Una parodia della decadenza politica e culturale dell’Atene dell’epoca del 405 a.C., ma soprattutto una riflessione sul teatro e sulla vita morale e sociale, all’indomani della morte di Euripide e Sofocle, ultime guide intellettuali della polis. Protagonista è Dioniso, il dio del teatro, ma che qui non è più il seducente straniero delle Baccanti, bensì un patetico personaggio in cerca d’autore, un attore senza ruolo al quale avanzano battute tragiche che, fuori contesto, risultano penose e grottesche. Aristofane guarda con nostalgia al passato perché sia evidente il vuoto presente. Ma noi nel vuoto ci stiamo da un po’, non stiamo assistendo alla fine di un mondo virtuoso, siamo già oltre la degenerazione e lo sgretolamento della nostra società. Il finto cambiamento si è svelato in tutta la sua volgarità lasciando solo smarrimento, vuoto, macerie. La cultura non si mangia, l’arte non produce, la gente vuole ridere. Così siamo pieni di cimiteri senza lapidi ove regna silenzio e oblio. In scena uno di questi cimiteri, con obsoleti pezzi di scenografia, attrezzeria teatrale in disuso, personaggi-relitto, burattini rotti. Due servizievoli “becchini” coprono con rituale cura il gruppo di oggetti e uomini e, di tanto in tanto, aggiungono qualcosa o qualcuno. Inaspettati giungono sulla scena Dioniso e il suo servo Xantia, ovvero un sognatore ottuso e goffo guidato dal più furbo e lucido dei Sancho Panza, pronto a far “ricreare” il suo padrone, forse per affetto, forse per rigetto di quella cruda e desolante realtà che, altrimenti, lo circonderebbe. Entrambi mettono in moto l’arrugginito teatro, ridestano gli eterni personaggi che così ripopolano la scena. La scusa è ritrovare un autore degno di essere recitato, ma invece è tutto lì, in quell’Armata Brancaleone che si inventa le avventure, il senso di tale ricerca. Basta uno che sogni e altri che lo assecondino affinché si possa udire il canto delle Rane. E già, le Rane, chi sono? Le creature che stanno tra la vita e la morte, tra il sogno e l’incubo, tra la realtà e la finzione, tra il chiaro e l’oscuro, sullo Stige in attesa del trapasso, in attesa di poter cantare per essere zittite o ascoltate da chi, in bilico, sta inseguendo una chimera. Le Rane sono la poesia, che non si vede, ma è ovunque la si voglia evocare; sono la natura altra del mondo.

SINOSSI EROS E THANATHOS

“E’ questa la tragedia della passione. Ogni qual volta Shakespeare tratta delle forti passioni umane, mette a nudo l’anima di ognuno di noi, per ricordarci senza mezzi termini come le acque impetuose delle passioni possano facilmente spegnere il lume dell’intelletto, e come esse riescano a creare un caos totale che porta inevitabilmente alla tragedia. Da un altro punto di vista, la passione è un “vino ubriacante che acceca la vista, un fuoco, una sete divorante che nemmeno le acque dell’oceano riescono a placare…”

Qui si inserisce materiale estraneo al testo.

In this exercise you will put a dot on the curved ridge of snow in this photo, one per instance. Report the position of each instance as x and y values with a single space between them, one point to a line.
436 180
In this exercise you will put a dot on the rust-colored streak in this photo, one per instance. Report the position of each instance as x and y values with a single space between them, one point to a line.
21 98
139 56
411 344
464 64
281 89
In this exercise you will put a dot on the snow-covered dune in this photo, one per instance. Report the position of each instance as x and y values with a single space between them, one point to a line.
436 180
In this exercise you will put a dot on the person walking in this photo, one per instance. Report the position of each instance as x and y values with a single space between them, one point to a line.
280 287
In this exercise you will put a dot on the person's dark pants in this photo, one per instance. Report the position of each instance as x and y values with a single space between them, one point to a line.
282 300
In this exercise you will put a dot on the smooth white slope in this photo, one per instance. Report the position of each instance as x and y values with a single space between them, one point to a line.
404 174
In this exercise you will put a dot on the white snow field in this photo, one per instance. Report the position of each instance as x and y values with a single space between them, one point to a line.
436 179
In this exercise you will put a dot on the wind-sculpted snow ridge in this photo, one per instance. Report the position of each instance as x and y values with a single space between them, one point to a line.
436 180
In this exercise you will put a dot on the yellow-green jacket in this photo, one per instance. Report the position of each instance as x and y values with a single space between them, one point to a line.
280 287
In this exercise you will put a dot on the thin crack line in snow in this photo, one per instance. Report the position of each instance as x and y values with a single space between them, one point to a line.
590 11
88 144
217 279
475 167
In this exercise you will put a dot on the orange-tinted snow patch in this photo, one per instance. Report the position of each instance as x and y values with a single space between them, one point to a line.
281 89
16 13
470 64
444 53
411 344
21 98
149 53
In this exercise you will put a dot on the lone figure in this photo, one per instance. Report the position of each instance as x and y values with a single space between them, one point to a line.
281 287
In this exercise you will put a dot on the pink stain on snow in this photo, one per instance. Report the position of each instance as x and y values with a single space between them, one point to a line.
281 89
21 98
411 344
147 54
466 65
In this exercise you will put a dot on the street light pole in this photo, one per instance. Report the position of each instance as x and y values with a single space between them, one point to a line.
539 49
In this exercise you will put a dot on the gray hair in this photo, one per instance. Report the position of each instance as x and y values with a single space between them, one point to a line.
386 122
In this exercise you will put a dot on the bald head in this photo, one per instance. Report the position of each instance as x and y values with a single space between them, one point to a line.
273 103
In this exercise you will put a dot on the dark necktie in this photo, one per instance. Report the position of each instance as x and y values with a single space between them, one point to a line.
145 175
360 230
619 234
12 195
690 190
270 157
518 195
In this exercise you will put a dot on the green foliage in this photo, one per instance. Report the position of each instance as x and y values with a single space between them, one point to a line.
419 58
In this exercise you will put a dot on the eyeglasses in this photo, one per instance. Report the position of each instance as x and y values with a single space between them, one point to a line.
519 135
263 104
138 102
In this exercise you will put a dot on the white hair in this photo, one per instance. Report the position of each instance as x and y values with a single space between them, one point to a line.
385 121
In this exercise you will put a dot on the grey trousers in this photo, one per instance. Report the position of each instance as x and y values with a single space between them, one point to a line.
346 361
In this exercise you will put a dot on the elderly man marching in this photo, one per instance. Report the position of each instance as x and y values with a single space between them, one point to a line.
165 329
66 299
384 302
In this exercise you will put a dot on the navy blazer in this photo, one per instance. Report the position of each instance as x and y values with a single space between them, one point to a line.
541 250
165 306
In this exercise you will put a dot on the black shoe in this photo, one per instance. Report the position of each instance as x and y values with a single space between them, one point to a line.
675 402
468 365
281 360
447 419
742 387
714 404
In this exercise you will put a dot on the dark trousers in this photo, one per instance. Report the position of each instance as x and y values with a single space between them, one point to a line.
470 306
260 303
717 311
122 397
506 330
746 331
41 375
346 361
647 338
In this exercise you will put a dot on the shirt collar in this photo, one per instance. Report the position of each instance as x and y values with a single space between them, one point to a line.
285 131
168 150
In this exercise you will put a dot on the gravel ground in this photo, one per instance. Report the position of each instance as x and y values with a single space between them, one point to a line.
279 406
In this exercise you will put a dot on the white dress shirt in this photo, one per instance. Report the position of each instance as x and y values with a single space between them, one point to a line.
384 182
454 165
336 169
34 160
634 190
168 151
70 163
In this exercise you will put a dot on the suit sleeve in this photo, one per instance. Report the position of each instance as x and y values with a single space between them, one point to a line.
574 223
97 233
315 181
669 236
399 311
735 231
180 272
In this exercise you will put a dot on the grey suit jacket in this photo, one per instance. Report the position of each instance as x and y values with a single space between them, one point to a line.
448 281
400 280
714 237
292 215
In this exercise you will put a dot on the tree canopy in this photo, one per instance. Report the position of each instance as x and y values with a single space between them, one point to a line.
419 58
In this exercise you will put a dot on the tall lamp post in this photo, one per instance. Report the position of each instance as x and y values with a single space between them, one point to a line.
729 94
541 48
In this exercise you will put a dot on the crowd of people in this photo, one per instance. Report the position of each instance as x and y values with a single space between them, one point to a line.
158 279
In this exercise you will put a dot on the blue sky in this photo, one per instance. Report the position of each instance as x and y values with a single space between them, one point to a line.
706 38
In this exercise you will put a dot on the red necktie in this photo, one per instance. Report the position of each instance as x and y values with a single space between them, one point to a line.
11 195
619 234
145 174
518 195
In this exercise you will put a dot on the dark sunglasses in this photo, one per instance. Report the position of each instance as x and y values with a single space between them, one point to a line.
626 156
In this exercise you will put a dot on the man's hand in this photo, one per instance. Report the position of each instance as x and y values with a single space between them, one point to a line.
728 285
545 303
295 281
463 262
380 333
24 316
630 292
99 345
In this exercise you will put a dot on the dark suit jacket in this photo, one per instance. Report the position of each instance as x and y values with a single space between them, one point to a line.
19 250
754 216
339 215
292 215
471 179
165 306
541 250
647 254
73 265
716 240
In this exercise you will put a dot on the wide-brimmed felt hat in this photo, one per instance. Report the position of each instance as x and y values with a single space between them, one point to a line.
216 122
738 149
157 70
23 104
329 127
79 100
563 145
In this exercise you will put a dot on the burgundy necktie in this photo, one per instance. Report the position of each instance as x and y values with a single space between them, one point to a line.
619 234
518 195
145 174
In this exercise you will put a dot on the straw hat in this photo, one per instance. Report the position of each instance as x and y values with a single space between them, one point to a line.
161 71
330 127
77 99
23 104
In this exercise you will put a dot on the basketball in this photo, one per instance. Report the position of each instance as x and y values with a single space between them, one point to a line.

Nel prologo della tragedia così dice Filone di Antonio: …”Il suo cuore di capitano…rifiuta ogni moderazione…s’è ridotto a mantice e ventaglio per rinfrescare la lussuria di una zingara”

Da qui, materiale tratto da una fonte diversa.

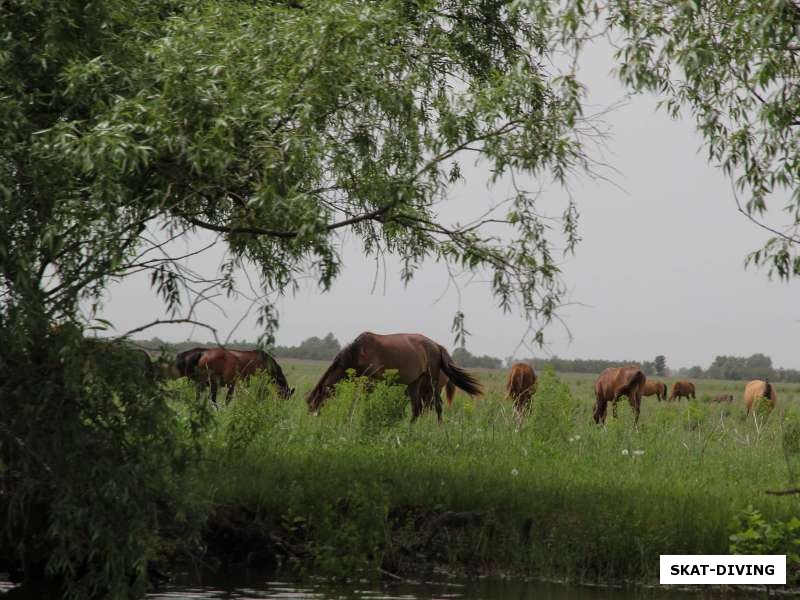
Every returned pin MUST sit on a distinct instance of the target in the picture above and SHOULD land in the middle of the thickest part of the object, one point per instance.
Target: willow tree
(278, 126)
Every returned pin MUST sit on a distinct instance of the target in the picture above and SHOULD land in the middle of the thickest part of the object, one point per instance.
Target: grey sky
(659, 269)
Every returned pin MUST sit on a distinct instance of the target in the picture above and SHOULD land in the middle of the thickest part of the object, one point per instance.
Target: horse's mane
(344, 359)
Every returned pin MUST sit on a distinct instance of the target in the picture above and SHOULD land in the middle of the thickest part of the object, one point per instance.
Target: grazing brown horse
(449, 387)
(521, 385)
(418, 360)
(659, 388)
(756, 389)
(217, 366)
(723, 398)
(682, 389)
(615, 382)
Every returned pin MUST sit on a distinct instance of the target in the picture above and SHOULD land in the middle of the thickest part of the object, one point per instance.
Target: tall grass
(359, 487)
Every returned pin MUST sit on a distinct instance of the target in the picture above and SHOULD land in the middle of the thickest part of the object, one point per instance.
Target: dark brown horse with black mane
(418, 360)
(213, 367)
(614, 383)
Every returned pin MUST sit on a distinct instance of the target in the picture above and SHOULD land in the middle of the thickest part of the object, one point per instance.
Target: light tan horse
(659, 388)
(615, 382)
(756, 389)
(418, 360)
(682, 389)
(520, 386)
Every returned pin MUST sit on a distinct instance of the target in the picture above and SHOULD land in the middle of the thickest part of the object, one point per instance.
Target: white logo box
(699, 569)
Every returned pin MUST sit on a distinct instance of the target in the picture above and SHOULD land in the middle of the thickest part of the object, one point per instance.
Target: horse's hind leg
(413, 391)
(600, 410)
(213, 386)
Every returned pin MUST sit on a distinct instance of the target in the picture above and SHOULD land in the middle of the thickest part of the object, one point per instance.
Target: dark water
(251, 586)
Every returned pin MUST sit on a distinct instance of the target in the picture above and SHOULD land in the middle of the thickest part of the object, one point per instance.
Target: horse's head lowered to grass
(344, 360)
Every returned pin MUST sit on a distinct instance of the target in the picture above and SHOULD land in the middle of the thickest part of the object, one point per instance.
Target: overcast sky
(659, 270)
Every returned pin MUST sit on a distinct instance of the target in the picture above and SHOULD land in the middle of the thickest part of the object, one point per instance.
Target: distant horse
(682, 389)
(723, 398)
(186, 361)
(418, 360)
(615, 382)
(659, 388)
(213, 367)
(521, 385)
(759, 389)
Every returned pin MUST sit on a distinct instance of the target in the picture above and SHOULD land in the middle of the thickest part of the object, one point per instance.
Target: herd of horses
(426, 368)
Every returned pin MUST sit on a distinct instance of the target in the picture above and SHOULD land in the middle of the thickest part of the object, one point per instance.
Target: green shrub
(384, 406)
(552, 412)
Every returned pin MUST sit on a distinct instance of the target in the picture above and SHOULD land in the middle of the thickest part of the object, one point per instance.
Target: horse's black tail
(187, 362)
(276, 373)
(461, 378)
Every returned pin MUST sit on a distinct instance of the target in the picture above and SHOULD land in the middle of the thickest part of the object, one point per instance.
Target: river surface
(255, 586)
(252, 588)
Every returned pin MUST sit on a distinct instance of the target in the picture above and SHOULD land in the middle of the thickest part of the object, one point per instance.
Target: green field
(359, 489)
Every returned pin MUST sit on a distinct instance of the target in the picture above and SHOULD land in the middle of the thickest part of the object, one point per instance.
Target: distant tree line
(756, 366)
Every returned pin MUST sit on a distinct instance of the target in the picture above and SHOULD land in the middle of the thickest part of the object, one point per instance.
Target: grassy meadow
(361, 490)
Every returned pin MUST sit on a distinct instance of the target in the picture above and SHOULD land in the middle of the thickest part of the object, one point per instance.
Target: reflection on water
(247, 588)
(257, 586)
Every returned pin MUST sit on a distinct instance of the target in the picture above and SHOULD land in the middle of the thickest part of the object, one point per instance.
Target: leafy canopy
(277, 126)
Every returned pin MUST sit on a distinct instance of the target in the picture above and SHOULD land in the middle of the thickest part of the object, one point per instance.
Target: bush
(552, 413)
(384, 406)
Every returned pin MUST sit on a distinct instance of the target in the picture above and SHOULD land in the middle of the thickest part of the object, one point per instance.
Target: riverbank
(360, 491)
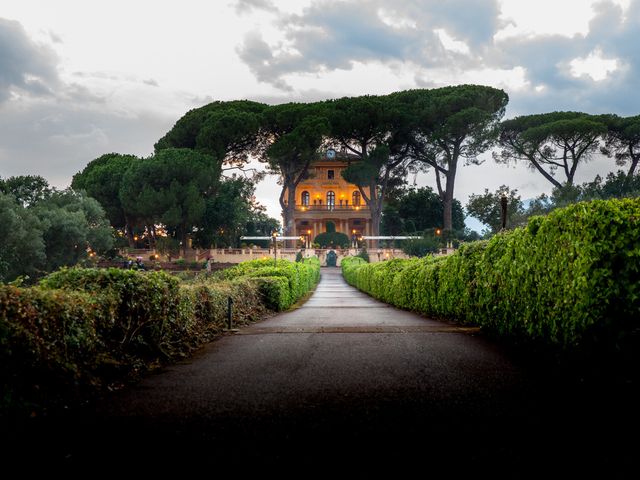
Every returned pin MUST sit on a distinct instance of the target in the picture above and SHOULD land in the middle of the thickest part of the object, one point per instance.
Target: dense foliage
(282, 283)
(42, 229)
(571, 279)
(83, 330)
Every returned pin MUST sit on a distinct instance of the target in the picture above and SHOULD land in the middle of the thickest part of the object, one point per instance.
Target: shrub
(569, 280)
(332, 239)
(300, 276)
(420, 247)
(82, 330)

E lo stesso Antonio, rivolge a Cleopatra queste parole: “Non un minuto delle vite deve fuggirsene via senza qualche piacere. Che divertimento, stanotte?” .

Questo è il clima in cui matureranno i suicidi finali…Tutto avviene entro il recinto dei sensi ed alla luce opaca della luna. I due infelici e smoderati amanti sono due esseri privi di volontà: ognuno è prigioniero dell’altro. A volte Antonio sembra essere consapevole del suo stato di “schiavo” e sembra pure essere in possesso delle chiavi della “prigione”, ma è come paralizzato, stregato più che da Cleopatra da ciò che lega entrambi. Questa è anche la tragedia dei suicidi: Eros, Antonio, Enobarbo, Cleopatra e tutte le sue ancelle. A ognuno è rimasto se stesso per por fine a se stesso. A quel punto solo la mortale ferita può guarire tutti. E quando Antonio è appena morto, Cleopatra dirà “Tutto non è che nulla”: regni, troni, ori e imperi non sono più nulla, come niente è anche la travolgente passione che ha legato i due sventurati amanti.

La morte che Cleopatra si dà è emblematica. Essa sceglie di farsi mordere il seno da un aspide, come a nutrire la morte: “Taci, taci! non vedi il mio bambino al seno, che addormenta la nutrice succhiando?” .

Cleopatra genitrice di morte, e non poteva che finire così, perché sia lei che Antonio avevano buttato via la loro vita rinunciando alla propria volontà. In Antonio e Cleopatra il rapporto tra passione e potere, giocato tra gelosie, complicità, strumentalizzazione dell’altro, conduce a un tragico epilogo: eros e thanatos sono indissolubilmente legati; l’unione definitiva non può essere data in vita, in terra. Solo quando si spegne la passione, quando si decide di “essere se stessi per por fine a se stessi”, può nascere un rapporto libero dagli intrighi della passione. Soltanto attraverso e dopo la morte i due saranno inseparabilmente uniti.